Super, e a gente está muito feliz. Muitas vezes, quando eu encontrava em eventos executivos e colegas, falava da Volvo e sempre via uma admiração. “Mas você conhece?”, eu perguntava. “Então fica com o carro.” A gente instituiu um programa de empréstimo e não começou a dar conta. Só para os meus amigos, só para quem a gente conhece? Tem gente que me aborda e diz que o carro legal, é bacana. É uma pessoa que não vai ter condições de ter, nem quer às vezes, mas gostaria de dirigir. Isso não pode ser um impeditivo para a pessoa poder experimentar. A propriedade já é um conceito ultrapassado, conta mais a experimentação hoje. Sabíamos que o programa precisava ser simples, aberto. Temos 100 carros dedicados, uma média de mil empréstimos por mês, por dez meses, dá um total de 12.000 empréstimos. Durante quatro dias a pessoa pode sentir o carro, tomara que nesse tempo acabe a gasolina e ela use o motor elétrico, possa viver o carro, colocar a família dentro e passear. A única exigência é CNH válida. Os depoimentos são muito legais. Soube que tivemos dois pedidos de casamento dentro do carro. Uma pessoa fez Uber com o carro em Curitiba.

Ricardo Amorim, Tatá Werneck, Anitta: os embaixadores

Vocês trabalham com embaixadores, como outras marcas automotivas. O nadador paralímpico Daniel Dias, o especialista em finanças Ricardo Amorim, a médica e atleta Karina Oliani, o tenista Marcelo Melo e o jogador de pólo João Gaspar, por exemplo.

Temos mais. Tem a Tatá Werneck, por exemplo. A lista está grande, são quase 30. Minoutaro, Bernardinho do vôlei..

Que tipo de associação vocês buscam com os embaixadores?

Somos muito abertos, puxa. Eu tenho a Maiara e Maraísa. Por quê? Elas são super representantes femininas, tem um alcance absurdo, as pautas que elas defendem são valores atrelados aos nossos. São relacionamentos extremamente leves, não tem ali uma pauta em que a pessoa é obrigada a algo. No fim são pessoas que seriam nossos clientes de qualquer forma. A Karina Oliani é um símbolo da força feminina. O Marcelo Melo é um dos maiores campeões do tênis, depois da Maria Esther Bueno e junto com o Guga. São esses valores, são pessoas que valorizam muito a família. A Anitta usa nosso BEV (carro totalmente elétrico) nos Estados Unidos, é uma pessoa forte, que construiu sua própria carreira, com presença na América Latina.

De que forma uma marca premium como a Volvo pode contribuir com a sociedade?
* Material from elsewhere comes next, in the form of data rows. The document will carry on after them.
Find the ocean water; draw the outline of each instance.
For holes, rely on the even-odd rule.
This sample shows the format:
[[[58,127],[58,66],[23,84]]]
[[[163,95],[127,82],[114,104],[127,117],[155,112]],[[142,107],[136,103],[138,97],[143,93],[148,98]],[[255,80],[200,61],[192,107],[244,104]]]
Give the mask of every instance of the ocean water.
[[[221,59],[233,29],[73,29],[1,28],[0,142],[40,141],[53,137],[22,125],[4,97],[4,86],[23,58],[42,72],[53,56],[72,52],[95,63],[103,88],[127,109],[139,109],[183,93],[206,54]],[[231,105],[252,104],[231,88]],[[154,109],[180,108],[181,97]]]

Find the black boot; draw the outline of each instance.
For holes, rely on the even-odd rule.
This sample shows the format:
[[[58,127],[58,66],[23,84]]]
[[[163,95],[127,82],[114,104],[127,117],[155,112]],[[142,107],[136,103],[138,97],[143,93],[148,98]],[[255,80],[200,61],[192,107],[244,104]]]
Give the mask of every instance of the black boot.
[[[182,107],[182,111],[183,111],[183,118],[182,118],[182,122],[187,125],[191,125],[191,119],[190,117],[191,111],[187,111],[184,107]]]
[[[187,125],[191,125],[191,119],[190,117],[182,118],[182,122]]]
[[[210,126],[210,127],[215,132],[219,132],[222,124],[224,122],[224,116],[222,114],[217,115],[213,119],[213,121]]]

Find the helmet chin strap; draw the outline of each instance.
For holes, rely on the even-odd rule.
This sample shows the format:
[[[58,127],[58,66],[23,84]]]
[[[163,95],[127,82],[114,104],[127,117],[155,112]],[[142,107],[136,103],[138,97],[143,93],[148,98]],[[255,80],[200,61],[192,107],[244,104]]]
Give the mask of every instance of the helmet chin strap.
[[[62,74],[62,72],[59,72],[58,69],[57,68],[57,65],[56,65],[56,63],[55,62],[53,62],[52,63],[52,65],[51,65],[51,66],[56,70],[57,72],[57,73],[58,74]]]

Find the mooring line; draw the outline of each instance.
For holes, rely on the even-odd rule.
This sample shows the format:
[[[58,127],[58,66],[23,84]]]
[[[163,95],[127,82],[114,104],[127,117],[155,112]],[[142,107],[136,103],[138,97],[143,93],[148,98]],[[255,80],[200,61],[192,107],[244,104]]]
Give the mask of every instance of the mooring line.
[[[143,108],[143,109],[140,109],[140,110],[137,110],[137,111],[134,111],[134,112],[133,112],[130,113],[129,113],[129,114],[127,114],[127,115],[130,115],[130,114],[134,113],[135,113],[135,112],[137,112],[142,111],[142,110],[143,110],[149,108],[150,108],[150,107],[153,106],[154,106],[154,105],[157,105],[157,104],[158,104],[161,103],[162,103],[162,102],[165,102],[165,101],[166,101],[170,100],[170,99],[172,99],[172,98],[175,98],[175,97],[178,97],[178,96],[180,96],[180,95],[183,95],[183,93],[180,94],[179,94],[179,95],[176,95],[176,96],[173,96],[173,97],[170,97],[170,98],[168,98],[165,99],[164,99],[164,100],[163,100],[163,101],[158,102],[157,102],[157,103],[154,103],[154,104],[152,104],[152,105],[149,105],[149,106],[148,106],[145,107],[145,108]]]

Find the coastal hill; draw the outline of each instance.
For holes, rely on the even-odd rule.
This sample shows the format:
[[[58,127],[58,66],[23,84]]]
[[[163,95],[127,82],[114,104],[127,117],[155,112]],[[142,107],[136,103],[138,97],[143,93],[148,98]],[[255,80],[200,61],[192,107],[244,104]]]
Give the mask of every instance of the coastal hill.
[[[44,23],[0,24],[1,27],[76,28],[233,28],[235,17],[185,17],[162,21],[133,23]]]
Temos algumas parcerias na área de sustentabilidade e responsabilidade social. Estamos há uns bons anos com a associação Viva e Deixe Viver, de contadores de histórias, acabamos de formar um novo grupo de voluntários, no momento online, nos hospitais. Está comprovado, ouvir histórias aumenta o nível de serotononina de crianças em terapia e ajuda na recuperação. Estamos com a Amigos do Bem da Alcione há seis anos, um trabalho bastante low profile, deixamos oito carros para os voluntários se deslocarem até os povoados próximos a Recife. E estamos com a Cufa (Central Única das Favelas), estamos com 40 carros lá, chegamos a ter 70. As doações chegam a eles, mas para fazer a distribuição nas favelas eles precisam de carro. O preço médio do nosso carro é 350 mil reais, então imagina a confiança que a gente tem neles. Toda a manutenção dos carros é por nossa conta.